Çok geçmeden, Big Juniper ve daha tiz sesli Buttercup, diğer ineklerle özel toplantılar yapmaya başlamışlardı. Sugar, Truffle, Dottie ve diğer çiftlik hayvanları bu toplantılardan dolayı biraz şaşkındı, çünkü hayvanlar bugüne dek, ortaya çıkan tüm sorunları toplanıp tartışmışlardı. Ancak şaşkınlık, sis perdesi kısa sürede ortadan kalktı. Bir gün, Big Juniper, çiftlik ineklerinin artık animalizmi takip etmeyeceğini açıkladı. “Biz inekler her ne kadar size saygı duysak” ve “Çiftçi Arkey tarafından hayatınızın gereksiz yere zorlaştırıldığını anlasak da,” diye başladığı konuşmasını, “biz inekler için, üzerimizdeki baskının özgül mahiyetine odaklanmak önemlidir” diyerek bitirdi.
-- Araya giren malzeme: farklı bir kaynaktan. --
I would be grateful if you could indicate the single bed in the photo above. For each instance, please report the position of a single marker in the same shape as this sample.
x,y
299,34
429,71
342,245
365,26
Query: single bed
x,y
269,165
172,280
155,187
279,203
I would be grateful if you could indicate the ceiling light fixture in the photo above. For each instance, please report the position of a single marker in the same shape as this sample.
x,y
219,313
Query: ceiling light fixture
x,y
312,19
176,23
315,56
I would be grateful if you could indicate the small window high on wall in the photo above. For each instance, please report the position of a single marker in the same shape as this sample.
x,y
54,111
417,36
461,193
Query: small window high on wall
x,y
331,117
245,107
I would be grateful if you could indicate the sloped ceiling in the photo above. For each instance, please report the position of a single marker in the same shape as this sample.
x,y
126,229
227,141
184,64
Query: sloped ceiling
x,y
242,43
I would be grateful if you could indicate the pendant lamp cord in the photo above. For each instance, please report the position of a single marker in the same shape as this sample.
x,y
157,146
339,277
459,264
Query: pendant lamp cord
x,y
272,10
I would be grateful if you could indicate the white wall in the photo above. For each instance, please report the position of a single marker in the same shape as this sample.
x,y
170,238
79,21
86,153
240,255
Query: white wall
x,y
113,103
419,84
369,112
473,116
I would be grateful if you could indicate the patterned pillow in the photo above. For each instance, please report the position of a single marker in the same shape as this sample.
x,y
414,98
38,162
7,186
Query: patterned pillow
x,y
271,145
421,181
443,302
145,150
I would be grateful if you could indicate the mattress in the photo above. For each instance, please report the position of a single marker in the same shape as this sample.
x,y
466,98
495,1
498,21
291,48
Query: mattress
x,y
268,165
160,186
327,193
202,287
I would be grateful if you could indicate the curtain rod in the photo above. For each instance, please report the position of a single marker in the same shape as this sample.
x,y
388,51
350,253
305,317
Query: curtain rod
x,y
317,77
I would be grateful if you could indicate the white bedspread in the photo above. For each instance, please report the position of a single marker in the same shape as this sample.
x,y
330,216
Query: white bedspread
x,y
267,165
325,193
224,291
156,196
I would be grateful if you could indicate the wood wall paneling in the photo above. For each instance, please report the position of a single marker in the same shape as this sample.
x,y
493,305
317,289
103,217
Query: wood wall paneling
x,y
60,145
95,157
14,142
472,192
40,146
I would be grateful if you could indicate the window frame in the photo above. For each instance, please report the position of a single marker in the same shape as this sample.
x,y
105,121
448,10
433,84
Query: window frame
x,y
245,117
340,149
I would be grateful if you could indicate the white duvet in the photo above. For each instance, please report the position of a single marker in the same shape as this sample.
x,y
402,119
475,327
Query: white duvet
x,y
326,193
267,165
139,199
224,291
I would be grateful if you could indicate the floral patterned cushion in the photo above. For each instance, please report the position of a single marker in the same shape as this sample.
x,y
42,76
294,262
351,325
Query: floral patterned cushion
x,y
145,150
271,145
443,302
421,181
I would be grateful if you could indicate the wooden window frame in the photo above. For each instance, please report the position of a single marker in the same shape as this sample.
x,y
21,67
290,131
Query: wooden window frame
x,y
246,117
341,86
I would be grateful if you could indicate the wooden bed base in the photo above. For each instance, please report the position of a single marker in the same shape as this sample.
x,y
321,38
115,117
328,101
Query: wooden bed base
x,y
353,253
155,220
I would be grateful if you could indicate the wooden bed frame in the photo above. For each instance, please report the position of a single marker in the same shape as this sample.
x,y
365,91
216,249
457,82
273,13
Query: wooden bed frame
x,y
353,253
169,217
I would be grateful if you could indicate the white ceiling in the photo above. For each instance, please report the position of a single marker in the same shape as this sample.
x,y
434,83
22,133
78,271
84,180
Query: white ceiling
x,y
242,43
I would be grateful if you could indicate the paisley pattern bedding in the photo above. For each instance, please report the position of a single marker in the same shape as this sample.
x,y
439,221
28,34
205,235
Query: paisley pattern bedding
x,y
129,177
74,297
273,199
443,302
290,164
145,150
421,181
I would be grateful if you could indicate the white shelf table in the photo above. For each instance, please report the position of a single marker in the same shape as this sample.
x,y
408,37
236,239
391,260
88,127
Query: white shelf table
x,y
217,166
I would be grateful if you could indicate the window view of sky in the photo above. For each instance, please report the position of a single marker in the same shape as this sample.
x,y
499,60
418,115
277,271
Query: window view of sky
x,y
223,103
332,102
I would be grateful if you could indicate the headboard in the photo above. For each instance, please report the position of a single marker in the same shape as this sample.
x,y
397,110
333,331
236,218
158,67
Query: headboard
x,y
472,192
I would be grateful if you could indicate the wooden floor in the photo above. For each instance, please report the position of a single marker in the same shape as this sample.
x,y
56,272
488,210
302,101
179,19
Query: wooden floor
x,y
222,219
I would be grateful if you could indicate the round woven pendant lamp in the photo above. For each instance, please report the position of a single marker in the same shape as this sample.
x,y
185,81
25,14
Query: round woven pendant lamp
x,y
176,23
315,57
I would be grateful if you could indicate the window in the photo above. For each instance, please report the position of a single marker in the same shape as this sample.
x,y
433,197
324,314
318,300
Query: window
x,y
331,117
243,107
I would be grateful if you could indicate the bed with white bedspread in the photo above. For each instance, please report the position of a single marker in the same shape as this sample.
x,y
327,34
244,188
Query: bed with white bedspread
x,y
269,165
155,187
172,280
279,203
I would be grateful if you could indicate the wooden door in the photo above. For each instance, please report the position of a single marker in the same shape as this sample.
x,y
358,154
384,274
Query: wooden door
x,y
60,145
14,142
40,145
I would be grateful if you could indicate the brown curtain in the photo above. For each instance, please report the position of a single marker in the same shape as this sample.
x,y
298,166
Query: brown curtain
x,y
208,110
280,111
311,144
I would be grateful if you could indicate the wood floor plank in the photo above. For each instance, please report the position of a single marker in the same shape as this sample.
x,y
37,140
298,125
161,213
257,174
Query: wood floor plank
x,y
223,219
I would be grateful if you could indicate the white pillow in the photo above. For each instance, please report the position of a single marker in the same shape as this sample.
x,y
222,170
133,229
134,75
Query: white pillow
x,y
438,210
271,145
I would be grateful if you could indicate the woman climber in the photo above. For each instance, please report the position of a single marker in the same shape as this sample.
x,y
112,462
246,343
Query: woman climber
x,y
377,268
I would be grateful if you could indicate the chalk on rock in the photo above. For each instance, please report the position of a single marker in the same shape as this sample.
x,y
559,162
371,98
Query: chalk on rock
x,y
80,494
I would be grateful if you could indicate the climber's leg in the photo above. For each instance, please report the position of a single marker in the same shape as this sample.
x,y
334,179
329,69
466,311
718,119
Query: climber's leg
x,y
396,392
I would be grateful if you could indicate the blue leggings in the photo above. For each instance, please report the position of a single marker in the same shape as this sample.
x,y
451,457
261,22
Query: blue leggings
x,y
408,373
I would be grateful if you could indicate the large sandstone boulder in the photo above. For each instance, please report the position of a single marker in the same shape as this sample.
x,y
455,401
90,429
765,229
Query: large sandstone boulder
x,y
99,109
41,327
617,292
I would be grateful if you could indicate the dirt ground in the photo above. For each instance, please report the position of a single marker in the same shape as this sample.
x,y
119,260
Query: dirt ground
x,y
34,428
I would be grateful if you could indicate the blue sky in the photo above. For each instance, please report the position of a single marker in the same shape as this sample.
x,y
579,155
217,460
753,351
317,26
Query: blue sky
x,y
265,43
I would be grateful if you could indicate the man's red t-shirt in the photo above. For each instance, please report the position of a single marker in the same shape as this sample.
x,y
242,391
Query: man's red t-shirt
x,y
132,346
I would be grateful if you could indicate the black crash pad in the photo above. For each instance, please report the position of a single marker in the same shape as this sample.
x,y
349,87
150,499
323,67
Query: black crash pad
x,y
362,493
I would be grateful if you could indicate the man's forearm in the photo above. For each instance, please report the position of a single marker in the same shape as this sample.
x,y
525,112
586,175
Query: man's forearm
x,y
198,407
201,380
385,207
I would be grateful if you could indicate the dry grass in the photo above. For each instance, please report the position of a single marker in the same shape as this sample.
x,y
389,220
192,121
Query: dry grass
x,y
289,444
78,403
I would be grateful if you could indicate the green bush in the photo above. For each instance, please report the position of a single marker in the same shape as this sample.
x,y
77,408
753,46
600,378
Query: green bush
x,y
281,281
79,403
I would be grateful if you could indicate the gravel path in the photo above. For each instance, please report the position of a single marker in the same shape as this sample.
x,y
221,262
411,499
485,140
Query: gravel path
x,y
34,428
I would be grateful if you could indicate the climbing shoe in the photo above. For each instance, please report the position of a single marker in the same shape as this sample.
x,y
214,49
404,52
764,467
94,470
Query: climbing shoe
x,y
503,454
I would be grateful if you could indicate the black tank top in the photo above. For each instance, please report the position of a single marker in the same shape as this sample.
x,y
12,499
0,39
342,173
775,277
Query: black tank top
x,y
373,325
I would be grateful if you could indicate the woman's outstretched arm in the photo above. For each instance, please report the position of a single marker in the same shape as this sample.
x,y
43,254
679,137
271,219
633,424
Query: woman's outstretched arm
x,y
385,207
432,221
Bu amaçla, ineklerin gelecekte “Eleştirel Büyükbaş Animalizmi” olarak adlandırdığı şeyi takip edeceğini açıkladı. Truffle ve Sugar birbirlerine, sonra da Big Juniper’e baktılar. Big Juniper kafa karışıklığı ve muhtemelen biraz direnç hissetti. Buttercup, eleştirel büyükbaş animalizminin yeni bir şey olmadığını belirttiğinde, o devam etmek üzereydi. “Big Juniper ve ben yıllardır, Tımar Çiftliği’nde genç düveler olduğumuz zamandan beri eleştirel büyükbaş animalizmi taraftarıyız” dedi. “Gerçekten de” dedi Big Juniper, tasdik edici bir biçimde. “Eleştirel büyükbaş animalizmi geçici bir heves değildir.”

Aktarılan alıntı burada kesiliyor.